Hi,
From TopHat 2 alignment, I have obtained outputs containing splice junctions and the corresponding read counts. I am interested in calculating differential splice junction usage between wild type and mutant samples.
In a recent publication (http://www.ncbi.nlm.nih.gov/pmc/articles/PMC4358997/ ), the DEXSeq function called testForDEURT
was used to quantify differential splice junction usage between two samples. However, I am not able to figure out the important steps to use this function.
I have wild type and mutant samples in replicates, and therefore some statistics, for example, p-value and FDR, will be needed to define significantly candidates.
Could somebody please guide me doing this analysis. Any response is highly appreciated.

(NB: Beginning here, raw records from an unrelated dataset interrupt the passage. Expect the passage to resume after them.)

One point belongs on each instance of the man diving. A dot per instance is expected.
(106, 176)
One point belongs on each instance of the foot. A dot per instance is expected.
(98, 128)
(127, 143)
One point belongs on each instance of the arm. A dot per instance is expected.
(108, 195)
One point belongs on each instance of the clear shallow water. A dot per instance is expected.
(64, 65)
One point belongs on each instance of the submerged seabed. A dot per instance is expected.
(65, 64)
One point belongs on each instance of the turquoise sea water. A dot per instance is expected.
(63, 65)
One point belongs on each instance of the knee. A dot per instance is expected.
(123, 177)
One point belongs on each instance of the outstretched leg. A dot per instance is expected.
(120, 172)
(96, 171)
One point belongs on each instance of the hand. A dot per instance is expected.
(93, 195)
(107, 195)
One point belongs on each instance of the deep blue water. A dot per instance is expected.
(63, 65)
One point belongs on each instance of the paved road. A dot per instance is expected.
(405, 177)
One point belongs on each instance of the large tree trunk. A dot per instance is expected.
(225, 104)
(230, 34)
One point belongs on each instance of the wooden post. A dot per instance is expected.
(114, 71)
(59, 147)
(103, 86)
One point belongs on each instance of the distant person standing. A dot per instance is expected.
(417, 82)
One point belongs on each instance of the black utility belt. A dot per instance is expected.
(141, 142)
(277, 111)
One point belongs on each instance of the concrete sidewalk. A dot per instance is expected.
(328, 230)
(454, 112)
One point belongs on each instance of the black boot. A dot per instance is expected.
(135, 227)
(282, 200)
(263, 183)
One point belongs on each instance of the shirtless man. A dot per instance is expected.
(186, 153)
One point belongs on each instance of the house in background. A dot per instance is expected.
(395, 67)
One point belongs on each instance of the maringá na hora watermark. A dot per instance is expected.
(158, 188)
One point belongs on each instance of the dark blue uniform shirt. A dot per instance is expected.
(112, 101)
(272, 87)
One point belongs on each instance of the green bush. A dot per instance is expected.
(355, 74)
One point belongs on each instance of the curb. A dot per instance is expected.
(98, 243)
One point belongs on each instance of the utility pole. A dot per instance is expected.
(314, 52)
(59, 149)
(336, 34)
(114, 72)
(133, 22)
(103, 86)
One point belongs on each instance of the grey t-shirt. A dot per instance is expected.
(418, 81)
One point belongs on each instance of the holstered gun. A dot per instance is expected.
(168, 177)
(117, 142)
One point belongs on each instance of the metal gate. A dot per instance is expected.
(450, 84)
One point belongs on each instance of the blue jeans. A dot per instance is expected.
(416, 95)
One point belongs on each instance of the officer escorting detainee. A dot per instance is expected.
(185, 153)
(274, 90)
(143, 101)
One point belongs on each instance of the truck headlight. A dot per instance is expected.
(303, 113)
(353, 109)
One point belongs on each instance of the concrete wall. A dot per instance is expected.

The only actual important steps that are different from the normal DEXSeq workflow are (1) filtering the splice site counts (they mention the filter used in the methods) and (2) annotating splice sites with gene information to allow parsing by DEXseq. You'll have to write something to do (2). (1) can likely be done with awk.
To me, the implementaiton of DEXSeq to calculate differential splice junction usage is not straightforward. Could you please explain me in more detail. I managed to prepare my read count (for splice junctions) file in the format of DEXSeq, but I am not able to figure out how the corresponding GTF file should be prepared.